Get the functional dependency as **F** and use it to call the functional **KLDivLoss()** method and store it in the kl_loss variable. Use the **CrossEntropyLoss()** method stored in the loss variable to get the loss from the previously created tensors. Use the **kl_loss** variable with the input and target datasets to extract the difference between them and store it in the kl_output.

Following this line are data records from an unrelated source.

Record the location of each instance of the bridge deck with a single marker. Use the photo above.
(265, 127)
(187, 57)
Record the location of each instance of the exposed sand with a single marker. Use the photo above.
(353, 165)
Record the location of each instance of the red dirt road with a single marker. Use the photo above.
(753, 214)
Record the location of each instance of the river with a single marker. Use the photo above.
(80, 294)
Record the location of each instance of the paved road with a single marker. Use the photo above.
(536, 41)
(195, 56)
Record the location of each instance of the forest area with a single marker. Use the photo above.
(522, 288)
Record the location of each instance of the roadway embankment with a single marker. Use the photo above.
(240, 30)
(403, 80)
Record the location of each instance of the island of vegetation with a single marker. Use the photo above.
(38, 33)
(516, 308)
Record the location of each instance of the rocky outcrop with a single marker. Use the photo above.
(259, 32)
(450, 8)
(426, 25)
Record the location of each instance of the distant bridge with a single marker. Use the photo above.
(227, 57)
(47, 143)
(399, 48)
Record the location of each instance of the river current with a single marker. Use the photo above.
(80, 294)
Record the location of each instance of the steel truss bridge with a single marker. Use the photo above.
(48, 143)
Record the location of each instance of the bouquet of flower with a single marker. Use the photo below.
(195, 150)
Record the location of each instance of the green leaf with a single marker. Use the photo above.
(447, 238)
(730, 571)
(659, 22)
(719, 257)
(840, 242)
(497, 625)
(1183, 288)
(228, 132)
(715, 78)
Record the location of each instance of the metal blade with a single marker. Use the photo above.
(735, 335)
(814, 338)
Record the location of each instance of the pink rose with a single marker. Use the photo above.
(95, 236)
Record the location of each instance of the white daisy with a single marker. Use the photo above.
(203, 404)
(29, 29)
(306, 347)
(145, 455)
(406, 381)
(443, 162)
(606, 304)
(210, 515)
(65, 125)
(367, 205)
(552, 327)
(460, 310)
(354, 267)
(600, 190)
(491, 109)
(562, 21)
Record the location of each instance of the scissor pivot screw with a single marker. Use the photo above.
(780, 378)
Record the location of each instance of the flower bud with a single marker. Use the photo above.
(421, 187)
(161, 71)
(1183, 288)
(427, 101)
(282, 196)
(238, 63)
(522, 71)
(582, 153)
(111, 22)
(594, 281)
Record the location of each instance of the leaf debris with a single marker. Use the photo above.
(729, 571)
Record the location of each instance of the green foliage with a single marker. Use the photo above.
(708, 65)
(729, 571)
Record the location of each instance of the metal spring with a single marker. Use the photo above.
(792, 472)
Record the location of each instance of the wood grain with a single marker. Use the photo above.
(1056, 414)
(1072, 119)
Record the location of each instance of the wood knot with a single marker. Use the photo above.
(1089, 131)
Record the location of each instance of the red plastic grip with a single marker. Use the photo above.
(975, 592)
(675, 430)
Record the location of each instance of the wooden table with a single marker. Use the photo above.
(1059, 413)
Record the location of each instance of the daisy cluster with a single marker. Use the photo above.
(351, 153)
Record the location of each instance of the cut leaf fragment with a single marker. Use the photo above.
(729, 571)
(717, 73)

Create cross-ent and ent variables to find the **loss()** method with the softmax() method and find the difference between them:

```
import torch.nn.functional as F
kl_loss = torch.nn.KLDivLoss (reduction = 'batchmean')
loss = torch.nn.CrossEntropyLoss()
kl_output = kl_loss (input = F.log_softmax (i_tensor_before_softmax, dim=-1), target = o_tensor)
cross_ent = loss (input = i_tensor_before_softmax.view (-1,4), target = o_tensor)
ent = loss (input=o_tensor_before_softmax.view (-1,4), target = o_tensor)
kl_output_using_ce = cross_ent - ent
print (kl_output, kl_output_using_ce)
```

Print the **kl_output** and **kl_output_using_ce** to get the KL divergence loss and cross-entropy losses as displayed in the following screenshot:

That’s all about the process of calculating the KL divergence loss in PyTorch.

**Conclusion**

To calculate the KL divergence loss in PyTorch, install the torchmetrics to import the torch library for using the methods offered by the module. The platform enables the user to find the KL divergence loss using the KLDivergence() and KLDivLoss() methods. This guide has elaborated the process in detail with multiple examples using both the methods and the comparison with cross-entropy loss.